En general estas alternativas se han impuesto tras un fuerte incremento de las denuncias de acoso machista o ante hechos que desataron la indignación colectiva. Por ejemplo en Bangkok, que en 2013 registró 31 mil agresiones sexuales en el transporte público, estos vagones fueron instalados hace dos meses luego que el empleado de una empresa ferroviaria violara y asesinara a una niña de 13 años en un recorrido nocturno. Allí los casos más graves suceden en trenes con camarotes y literas para dormir, por lo cual desde agosto se venden pasajes diferenciados por sexo.
Quienes defienden los vagones rosa como una medida provisoria señalan que es una respuesta rápida, porque erradicar el machismo del sistema educativo, policial y judicial será lento y gradual. No quieren esperar años o décadas para sentirse seguras al viajar; y por haber sufrido algún tipo de hostigamiento exigen el derecho a optar por viajar en un vagón exclusivo o en uno mixto. En El Cairo, por ejemplo, los vagones exclusivos son defendidos por miles de mujeres como una conquista y un escudo de protección a su intimidad, luego de que en los últimos años se incrementaran el acoso sexual y las violaciones en los espacios públicos.

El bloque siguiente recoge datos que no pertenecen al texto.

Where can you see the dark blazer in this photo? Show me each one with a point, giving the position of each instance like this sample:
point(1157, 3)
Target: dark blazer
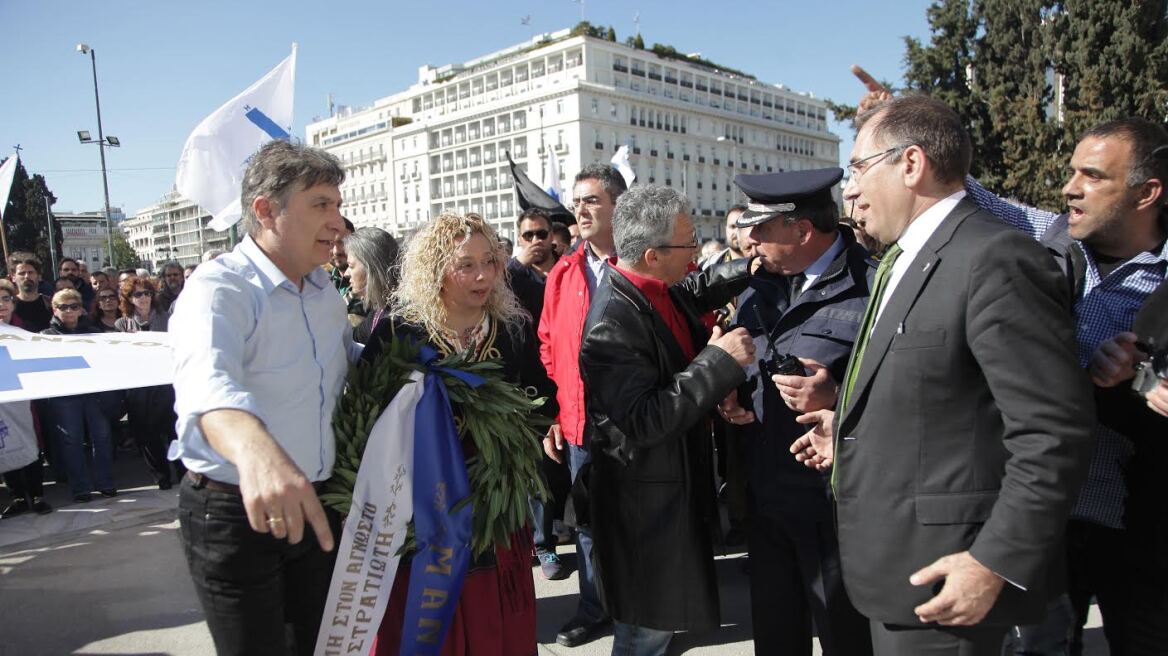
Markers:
point(970, 425)
point(821, 325)
point(652, 479)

Quienes se oponen entienden que el vagón rosa en lugar de enfrentar el acoso lo legitima. Implica asumir la derrota contra el patriarcado –razonan algunos movimientos feministas–, porque no brinda una respuesta al problema sino que lo maquilla. Y en lugar de desestimular la interacción entre hombres y mujeres, exigen que se combata a los acosadores. Afirman que el vagón rosa reforzaría el rol de las mujeres como sujetos vulnerables, débiles, que precisan ser tutelados por la misma sociedad que genera las condiciones para que se mantenga el acoso. El vagón rosa otorgaría una falsa sensación de seguridad e induciría a justificar el acoso de las mujeres que optan por los mixtos. Incluso podría abrir la puerta para considerar nuevas formas de segregación cultural (separando físicamente a los sectores en conflicto), sin poner en cuestión las condiciones estructurales que ambientan el acoso machista.
Entre las alternativas a medidas segregacionistas como el vagón rosa aparecen dos grandes tendencias: quienes hacen foco en la educación y quienes exigen la penalización. Los primeros demandan una fuerte labor del Estado a través de campañas educativas masivas que instalen el tema allí donde se produce el acoso (metro, ómnibus o tren): repartir volantes informativos a los pasajeros, pegar afiches dentro de los vehículos y difundir audios en sus parlantes. En Bogotá funciona desde agosto un escuadrón especial de la policía cuyos integrantes –en su mayoría mujeres– viajan encubiertos como civiles en el transporte público a la caza de los acosadores, se reforzó la asesoría legal gratuita y se crearon protocolos para facilitar las denuncias.
Quienes apuestan por el castigo legal, además de esas medidas exigen la penalización efectiva de la violencia machista. No alcanza, argumentan, con campañas educativas mientras el acoso en el transporte continúe naturalizado y no sea percibido como una amenaza para las mujeres. Penalizarlo, razonan, sería una forma de visibilizar rápidamente el problema, como lo hizo Holanda este año al establecer multas y prisión para frenar el acoso callejero (incluso el piropo). Sin embargo, están quienes descreen de la inflación penal y del camino coercitivo para combatir una conducta anquilosada en la sociedad, pues una legislación severa no garantizaría el cambio si el sistema educativo, judicial, policial y hasta político no está alineado contra el patriarcado.